Warning: This method uses the cloudpickle and pickle modules to serialize and deserialize Pose objects, arbitrary Python types in Pose.cache dictionaries, pandas.DataFrame objects (if configured), user-defined task dictionaries, user-defined PyRosetta protocols, and other user-provided data. Using the cloudpickle and pickle modules is not secure, so please only run this method with input data you fully understand and trust. Learn more about the cloudpickle and pickle modules and their security here and here.
- Args:
- **kwargs: Any
See the PyRosettaCluster docstring. The keyword arguments must also include protocols, an iterable object of callable or generator function objects specifying an ordered sequence of user-defined PyRosetta protocols to execute for the simulation (see PyRosettaCluster.distribute docstring). The keyword arguments may also optionally include clients_indices, resources, priorities, and retries (see PyRosettaCluster.distribute docstring).
- Returns:
None
- pyrosetta.distributed.cluster.tools.run(**kwargs: Any) None¶
A PyRosettaCluster.distribute method shim requiring the protocols keyword argument, and optionally any PyRosettaCluster keyword arguments or PyRosettaCluster.distribute keyword arguments.

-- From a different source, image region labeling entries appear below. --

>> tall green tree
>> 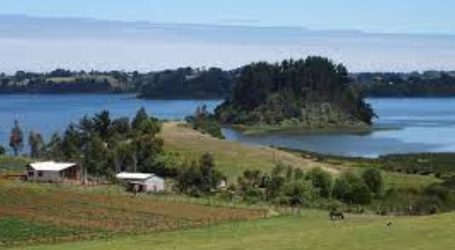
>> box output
[28,131,45,158]
[9,120,24,156]
[131,107,149,129]
[362,168,384,194]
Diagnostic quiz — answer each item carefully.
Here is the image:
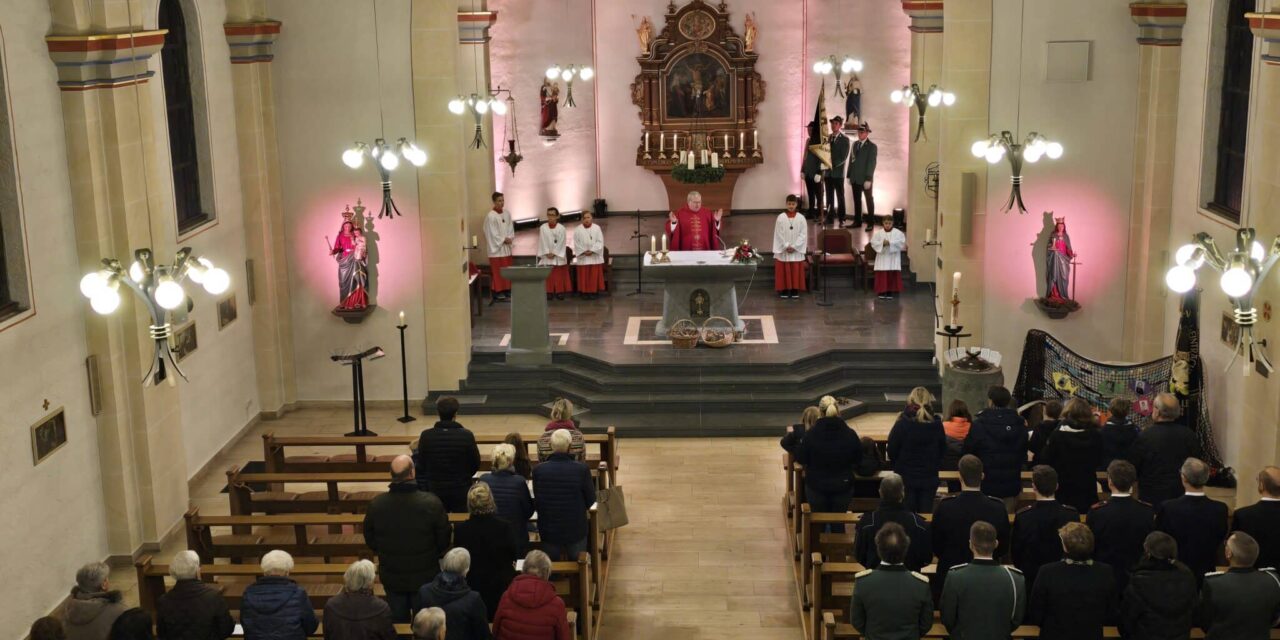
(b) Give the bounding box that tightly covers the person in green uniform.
[940,521,1027,640]
[849,522,933,640]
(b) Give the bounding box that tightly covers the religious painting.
[31,408,67,465]
[666,52,733,119]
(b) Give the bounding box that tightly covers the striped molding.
[902,0,942,33]
[223,20,280,64]
[1129,3,1187,46]
[45,29,169,91]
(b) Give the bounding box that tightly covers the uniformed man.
[1156,458,1228,582]
[1234,467,1280,568]
[1010,465,1080,589]
[1196,531,1280,640]
[854,471,933,571]
[933,456,1009,598]
[940,522,1027,640]
[849,522,933,640]
[1084,460,1156,593]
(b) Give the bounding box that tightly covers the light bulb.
[1219,265,1253,298]
[204,267,230,296]
[155,278,187,311]
[88,287,120,316]
[1165,265,1196,293]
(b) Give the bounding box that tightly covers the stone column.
[902,0,947,282]
[410,0,471,390]
[1121,1,1187,362]
[224,11,297,417]
[47,24,186,557]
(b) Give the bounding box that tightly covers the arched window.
[159,0,212,233]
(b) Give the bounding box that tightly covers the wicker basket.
[703,316,735,349]
[667,317,699,349]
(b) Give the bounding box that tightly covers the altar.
[644,251,755,338]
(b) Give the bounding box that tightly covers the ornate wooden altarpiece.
[631,0,764,212]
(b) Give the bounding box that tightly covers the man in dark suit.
[1235,467,1280,568]
[1011,465,1080,589]
[824,115,849,225]
[1196,531,1280,640]
[1084,460,1156,593]
[1156,458,1228,582]
[1129,393,1198,507]
[849,123,877,233]
[933,456,1009,596]
[854,471,933,571]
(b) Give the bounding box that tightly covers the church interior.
[0,0,1280,640]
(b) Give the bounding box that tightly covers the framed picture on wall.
[31,407,67,465]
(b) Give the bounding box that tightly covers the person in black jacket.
[417,547,493,640]
[156,550,236,640]
[1233,467,1280,568]
[413,396,480,513]
[1156,458,1228,585]
[796,396,863,534]
[534,429,595,561]
[1028,398,1102,512]
[1011,465,1080,588]
[1129,393,1198,507]
[453,483,519,622]
[964,387,1027,511]
[1120,531,1198,640]
[1025,522,1117,640]
[854,471,933,571]
[1084,460,1156,593]
[365,456,451,622]
[888,387,947,514]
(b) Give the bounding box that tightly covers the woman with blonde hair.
[481,444,534,554]
[888,387,947,513]
[796,396,863,532]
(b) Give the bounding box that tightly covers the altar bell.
[773,193,809,300]
[538,207,573,300]
[872,215,906,300]
[484,191,516,305]
[573,211,604,300]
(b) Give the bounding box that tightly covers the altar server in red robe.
[484,192,516,302]
[773,195,809,298]
[667,191,724,251]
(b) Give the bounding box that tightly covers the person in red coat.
[493,550,573,640]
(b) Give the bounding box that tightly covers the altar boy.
[773,195,809,300]
[538,207,573,300]
[872,215,906,300]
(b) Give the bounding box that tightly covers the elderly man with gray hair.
[1129,393,1199,507]
[241,549,320,640]
[324,559,396,640]
[1156,458,1228,586]
[417,547,493,640]
[63,562,128,640]
[156,550,236,640]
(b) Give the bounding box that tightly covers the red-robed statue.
[667,191,724,251]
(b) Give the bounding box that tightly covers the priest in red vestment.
[667,191,724,251]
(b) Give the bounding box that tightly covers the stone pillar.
[224,13,297,417]
[411,0,478,390]
[1121,1,1187,362]
[902,0,947,282]
[46,26,186,557]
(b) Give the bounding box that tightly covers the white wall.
[271,0,430,401]
[977,0,1141,373]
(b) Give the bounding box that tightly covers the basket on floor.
[667,317,699,349]
[703,316,736,348]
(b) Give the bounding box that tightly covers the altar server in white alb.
[573,211,604,300]
[872,215,906,300]
[538,207,573,300]
[773,195,809,300]
[484,192,516,302]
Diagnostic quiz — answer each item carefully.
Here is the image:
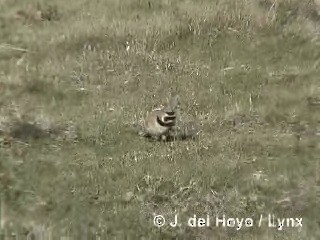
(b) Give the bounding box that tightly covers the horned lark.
[134,95,199,141]
[144,109,176,140]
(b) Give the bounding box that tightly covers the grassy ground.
[0,0,320,240]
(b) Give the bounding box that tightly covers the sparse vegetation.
[0,0,320,240]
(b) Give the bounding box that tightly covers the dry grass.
[0,0,320,240]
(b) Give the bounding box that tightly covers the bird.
[144,108,176,141]
[133,95,201,141]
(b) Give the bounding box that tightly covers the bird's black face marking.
[166,112,175,116]
[157,116,176,127]
[163,116,176,122]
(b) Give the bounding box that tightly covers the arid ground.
[0,0,320,240]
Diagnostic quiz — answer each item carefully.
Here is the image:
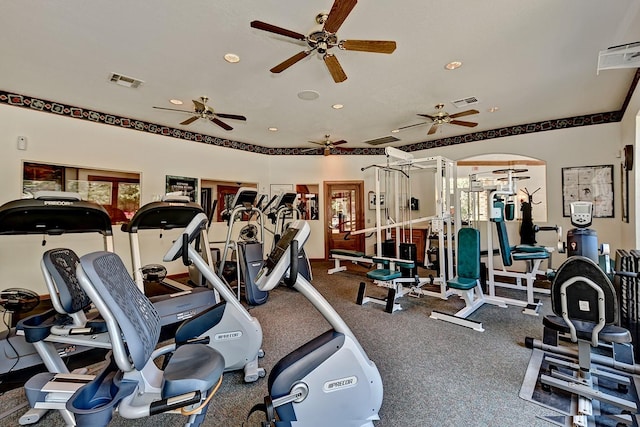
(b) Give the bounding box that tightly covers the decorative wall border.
[0,69,640,156]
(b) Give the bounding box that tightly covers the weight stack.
[399,243,418,277]
[614,249,640,363]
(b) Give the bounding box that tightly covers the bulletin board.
[562,165,615,218]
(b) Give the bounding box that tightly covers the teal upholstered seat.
[447,228,480,290]
[330,249,364,258]
[430,228,506,331]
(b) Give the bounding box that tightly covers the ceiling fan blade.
[340,40,396,53]
[324,0,357,33]
[309,141,327,150]
[324,54,347,83]
[180,116,200,125]
[398,122,429,130]
[191,99,207,113]
[153,107,193,114]
[300,147,319,153]
[251,21,307,40]
[269,50,309,73]
[211,117,233,130]
[418,114,436,122]
[449,120,478,128]
[213,113,247,121]
[449,110,480,119]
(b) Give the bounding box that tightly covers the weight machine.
[482,169,554,316]
[351,147,460,312]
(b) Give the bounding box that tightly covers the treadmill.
[0,191,113,390]
[121,195,218,318]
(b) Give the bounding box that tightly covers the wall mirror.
[296,184,320,220]
[200,179,258,222]
[22,162,140,224]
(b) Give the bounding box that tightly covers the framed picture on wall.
[167,175,198,202]
[369,191,385,210]
[562,165,614,218]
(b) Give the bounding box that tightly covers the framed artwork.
[22,162,65,194]
[166,175,198,202]
[562,165,615,218]
[269,184,293,201]
[369,191,385,210]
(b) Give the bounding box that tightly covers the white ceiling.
[0,0,640,154]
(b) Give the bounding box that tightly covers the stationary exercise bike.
[249,220,383,427]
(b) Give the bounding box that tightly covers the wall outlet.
[18,136,27,150]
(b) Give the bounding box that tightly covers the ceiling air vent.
[364,135,400,145]
[109,73,144,89]
[451,96,480,108]
[596,42,640,74]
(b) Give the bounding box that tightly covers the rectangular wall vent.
[451,96,480,108]
[365,135,400,145]
[109,73,144,89]
[596,42,640,74]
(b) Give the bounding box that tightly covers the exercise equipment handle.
[284,240,298,288]
[182,233,191,266]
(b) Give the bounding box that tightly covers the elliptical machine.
[218,187,269,305]
[249,220,383,427]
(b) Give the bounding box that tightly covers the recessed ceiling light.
[224,53,240,64]
[298,90,320,101]
[444,61,462,70]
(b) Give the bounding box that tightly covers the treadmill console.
[570,202,593,228]
[256,220,310,291]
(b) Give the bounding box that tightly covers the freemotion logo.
[322,376,358,393]
[213,331,242,341]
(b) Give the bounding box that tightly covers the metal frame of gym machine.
[485,169,553,316]
[351,147,460,311]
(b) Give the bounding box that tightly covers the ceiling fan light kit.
[392,104,479,135]
[251,0,396,83]
[301,135,352,156]
[153,96,247,131]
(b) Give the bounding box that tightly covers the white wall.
[0,99,638,293]
[0,105,268,294]
[618,80,640,248]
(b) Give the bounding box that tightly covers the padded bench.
[327,249,375,274]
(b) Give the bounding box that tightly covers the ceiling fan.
[153,96,247,130]
[251,0,396,83]
[398,104,479,135]
[302,135,351,156]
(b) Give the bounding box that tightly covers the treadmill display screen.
[265,228,298,275]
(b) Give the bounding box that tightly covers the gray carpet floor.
[0,261,554,427]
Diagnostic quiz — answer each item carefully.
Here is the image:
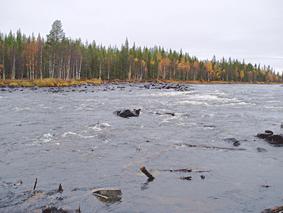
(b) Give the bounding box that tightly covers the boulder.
[256,130,273,139]
[224,138,241,146]
[257,130,283,146]
[92,188,122,202]
[115,109,141,118]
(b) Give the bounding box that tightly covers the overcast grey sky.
[0,0,283,71]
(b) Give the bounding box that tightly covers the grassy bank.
[0,78,282,87]
[0,78,102,87]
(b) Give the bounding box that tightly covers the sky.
[0,0,283,72]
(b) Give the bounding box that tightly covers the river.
[0,84,283,213]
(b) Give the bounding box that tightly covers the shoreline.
[0,78,283,88]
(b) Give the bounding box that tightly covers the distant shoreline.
[0,79,283,88]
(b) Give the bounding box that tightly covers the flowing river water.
[0,84,283,213]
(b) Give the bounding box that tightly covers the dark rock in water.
[261,184,271,188]
[256,147,267,152]
[92,188,122,203]
[256,130,273,139]
[261,206,283,213]
[155,112,175,116]
[180,176,192,180]
[42,206,68,213]
[224,138,241,146]
[265,135,283,146]
[115,109,141,118]
[256,130,283,146]
[144,83,191,92]
[57,183,63,193]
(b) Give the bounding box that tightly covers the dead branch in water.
[159,169,210,173]
[176,143,246,151]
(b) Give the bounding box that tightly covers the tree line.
[0,20,283,82]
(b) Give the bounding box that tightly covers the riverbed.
[0,84,283,213]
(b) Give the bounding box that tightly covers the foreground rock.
[115,109,141,118]
[256,130,283,146]
[262,206,283,213]
[224,138,241,146]
[92,188,122,202]
[144,83,191,91]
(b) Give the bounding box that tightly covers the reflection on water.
[0,85,283,213]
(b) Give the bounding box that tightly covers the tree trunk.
[11,51,16,80]
[98,61,102,80]
[128,62,132,81]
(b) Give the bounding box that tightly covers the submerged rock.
[115,109,141,118]
[224,138,241,146]
[256,130,283,146]
[256,147,267,152]
[92,188,122,202]
[144,83,191,91]
[256,130,273,139]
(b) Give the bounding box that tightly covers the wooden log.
[140,166,154,181]
[176,143,246,151]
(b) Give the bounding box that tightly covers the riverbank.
[0,78,283,87]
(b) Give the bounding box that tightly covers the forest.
[0,20,283,83]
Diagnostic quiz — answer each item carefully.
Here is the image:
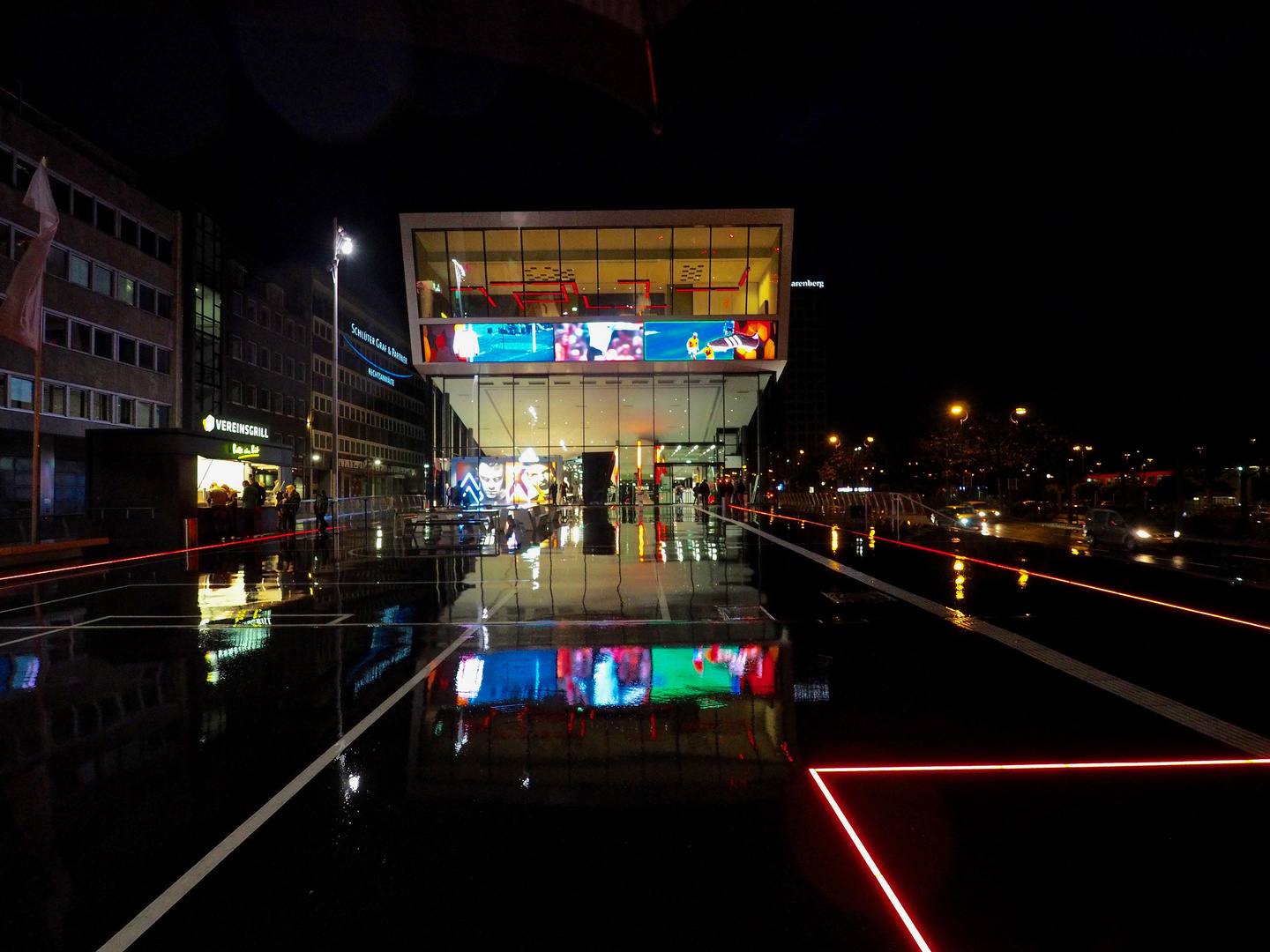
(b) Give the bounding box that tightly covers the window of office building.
[93,264,115,297]
[9,377,35,410]
[93,328,115,361]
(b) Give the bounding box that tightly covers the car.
[1085,507,1181,552]
[931,505,983,528]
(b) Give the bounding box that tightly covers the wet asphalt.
[0,507,1270,949]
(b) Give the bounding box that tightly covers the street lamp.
[330,219,353,515]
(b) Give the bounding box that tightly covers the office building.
[401,208,794,504]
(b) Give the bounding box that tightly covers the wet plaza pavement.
[0,507,1270,949]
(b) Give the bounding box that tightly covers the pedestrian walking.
[207,482,234,539]
[314,488,330,536]
[239,476,265,539]
[278,482,300,536]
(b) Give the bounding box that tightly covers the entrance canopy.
[433,373,773,467]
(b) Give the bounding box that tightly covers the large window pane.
[710,226,748,315]
[548,377,583,457]
[582,377,621,450]
[654,377,691,444]
[445,230,489,318]
[414,231,453,317]
[520,228,558,321]
[560,228,600,320]
[668,226,710,315]
[485,228,526,320]
[476,377,517,456]
[635,228,673,320]
[745,226,781,314]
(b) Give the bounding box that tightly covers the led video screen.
[644,321,776,361]
[555,321,644,361]
[419,320,776,363]
[421,324,555,363]
[450,456,564,509]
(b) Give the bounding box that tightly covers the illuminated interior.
[413,223,782,321]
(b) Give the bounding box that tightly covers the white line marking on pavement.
[731,514,1270,756]
[98,591,512,952]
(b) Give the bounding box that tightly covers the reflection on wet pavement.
[10,507,1259,949]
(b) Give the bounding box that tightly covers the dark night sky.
[7,0,1270,462]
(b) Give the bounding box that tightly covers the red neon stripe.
[808,758,1270,952]
[811,756,1270,773]
[809,770,931,952]
[459,285,497,307]
[733,507,1270,631]
[0,528,319,585]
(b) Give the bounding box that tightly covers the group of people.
[681,476,747,511]
[207,476,322,539]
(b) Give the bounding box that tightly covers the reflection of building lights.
[455,655,485,702]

Warning: This method uses the cloudpickle and pickle modules to serialize and deserialize Pose objects, arbitrary Python types in Pose.cache dictionaries, pandas.DataFrame objects (if configured), user-defined task dictionaries, user-defined PyRosetta protocols, and other user-provided data. Using the cloudpickle and pickle modules is not secure, so please only run this method with input data you fully understand and trust. Learn more about the cloudpickle and pickle modules and their security here and here.
- Args:
- **kwargs: Any
See the PyRosettaCluster docstring. The keyword arguments must also include protocols, an iterable object of callable or generator function objects specifying an ordered sequence of user-defined PyRosetta protocols to execute for the simulation (see PyRosettaCluster.distribute docstring). The keyword arguments may also optionally include clients_indices, resources, priorities, and retries (see PyRosettaCluster.distribute docstring).
- Returns:
None
- pyrosetta.distributed.cluster.tools.iterate(**kwargs: Any) Generator[Tuple[Optional[PackedPose], Dict[str, Any]], None, None]¶
A PyRosettaCluster.generate method shim requiring the protocols keyword argument, and optionally any PyRosettaCluster keyword arguments or PyRosettaCluster.generate keyword arguments.
Warning: This method uses the cloudpickle and pickle modules to serialize and deserialize Pose objects, arbitrary Python types in Pose.cache dictionaries, pandas.DataFrame objects (if configured), user-defined task dictionaries, user-defined PyRosetta protocols, and other user-provided data. Using the cloudpickle and pickle modules is not secure, so please only run this method with input data you fully understand and trust. Learn more about the cloudpickle and pickle modules and their security here and here.
- Args:
- **kwargs: Any
See the PyRosettaCluster docstring. The keyword arguments must also include protocols, an iterable object of callable or generator function objects specifying an ordered sequence of user-defined PyRosetta protocols to execute for the simulation (see PyRosettaCluster.generate docstring). The keyword arguments may also optionally include clients_indices, resources, priorities, and retries (see PyRosettaCluster.generate docstring).
- Yields:
(`PackedPose`, `dict`)tuples from the most recently executed user-defined PyRosetta protocol if PyRosettaCluster(save_all=True) is used, otherwise from the final PyRosetta protocol.